Imao Wade, Melo, Bron, and howard at C are locks.....the problem is the starting point. None of the other 4 can shoot the 3 well so Hinrich will likely start over Paul, plus he has the better D...Paul is the better playmaker but they have Wade and Bron for that. Paul and JJ will be a good 2nd unit, with Brand and Bosh being the first bigs off the bench.


----------



## Anima (Jun 3, 2003)

I don't think there will be a set starting lineup, I expect to see a different one each game to match up with who they are playing.


----------



## Shady* (Jul 3, 2005)

IMO

*PG:* Chris Paul
*SG:* Dwyane Wade
*SF:* Carmelo Anthony
*PF:* Lebron James
*C:* Dwight Howard


----------



## beamer05 (Feb 24, 2006)

Hairy Midget said:


> It doesn't matter who started and who didn't in the exhibitions. I'm talking about Bosh playing extremely poorly throughout.



Jesus man, does it really matter?
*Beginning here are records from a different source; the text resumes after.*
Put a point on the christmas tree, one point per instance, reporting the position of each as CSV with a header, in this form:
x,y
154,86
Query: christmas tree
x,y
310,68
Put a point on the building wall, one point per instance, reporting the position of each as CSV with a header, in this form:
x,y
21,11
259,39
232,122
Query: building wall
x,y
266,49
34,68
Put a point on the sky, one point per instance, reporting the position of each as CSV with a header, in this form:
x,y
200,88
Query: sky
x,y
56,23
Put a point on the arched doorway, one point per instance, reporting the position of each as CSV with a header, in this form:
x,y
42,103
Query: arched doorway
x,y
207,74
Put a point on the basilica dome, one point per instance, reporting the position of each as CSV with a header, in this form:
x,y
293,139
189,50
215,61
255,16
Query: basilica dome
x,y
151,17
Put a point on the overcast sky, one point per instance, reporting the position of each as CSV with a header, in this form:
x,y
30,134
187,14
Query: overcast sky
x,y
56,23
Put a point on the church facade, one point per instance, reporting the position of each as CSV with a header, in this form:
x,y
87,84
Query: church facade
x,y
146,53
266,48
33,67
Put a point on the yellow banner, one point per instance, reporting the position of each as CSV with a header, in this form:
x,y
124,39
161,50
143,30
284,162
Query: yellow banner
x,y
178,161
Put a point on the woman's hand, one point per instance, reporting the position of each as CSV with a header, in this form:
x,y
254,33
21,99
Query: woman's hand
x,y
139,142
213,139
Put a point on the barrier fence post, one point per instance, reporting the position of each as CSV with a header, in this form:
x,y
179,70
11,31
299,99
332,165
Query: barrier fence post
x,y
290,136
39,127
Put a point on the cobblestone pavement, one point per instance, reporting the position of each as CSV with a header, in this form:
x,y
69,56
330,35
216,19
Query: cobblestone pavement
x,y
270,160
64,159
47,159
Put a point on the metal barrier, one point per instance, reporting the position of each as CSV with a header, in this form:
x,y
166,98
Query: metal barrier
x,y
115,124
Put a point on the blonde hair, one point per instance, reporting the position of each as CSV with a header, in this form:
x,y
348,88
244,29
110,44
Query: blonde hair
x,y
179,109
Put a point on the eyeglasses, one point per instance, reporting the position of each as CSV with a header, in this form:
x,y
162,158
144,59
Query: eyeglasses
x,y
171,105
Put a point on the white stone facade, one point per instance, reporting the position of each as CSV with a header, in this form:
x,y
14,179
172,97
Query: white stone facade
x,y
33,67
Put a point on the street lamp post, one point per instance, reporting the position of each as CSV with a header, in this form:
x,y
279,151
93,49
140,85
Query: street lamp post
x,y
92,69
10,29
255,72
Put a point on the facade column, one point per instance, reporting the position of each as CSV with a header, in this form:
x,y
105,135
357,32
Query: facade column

I put bosh in the starting line-up, so what? Just because he played 'extremely poorly throughout' doesn't mean he wont break out when it really starts up. And it's not as if howard, brand and even brad miller played a million times better than he did-

Bosh- 12mpg, 5ppg, 3rpg
Brand- 13mpg, 9ppg, 2.8rpg
howard- 11mpg, 5.4ppg, 5.8rpg
miller- 12mpg, 7.4ppg, 1.6rpg

Outplayed slighty? Yes, but it's not as if the other starters [which, as we both seem to agree, wont be a set rotation] wont make up for this 'huge' difference because bosh has played so 'poorly.'


----------



## Marshall_42 (Dec 6, 2004)

beamer05 said:


> Jesus man, does it really matter? I put bosh in the starting line-up, so what? Just because he played 'extremely poorly throughout' doesn't mean he wont break out when it really starts up. And it's not as if howard, brand and even brad miller played a million times better than he did-
> 
> Bosh- 12mpg, 5ppg, 3rpg
> Brand- 13mpg, 9ppg, 2.8rpg
> ...


Don't worry man, Hairy Midget is your typical Orlando fan who gets angry when Bosh gets more love then Howard.


----------



## AshyLarry (Aug 10, 2006)

Wayne said:


> I can't believe Team USA has 1 center. NBA centers dominate international teams.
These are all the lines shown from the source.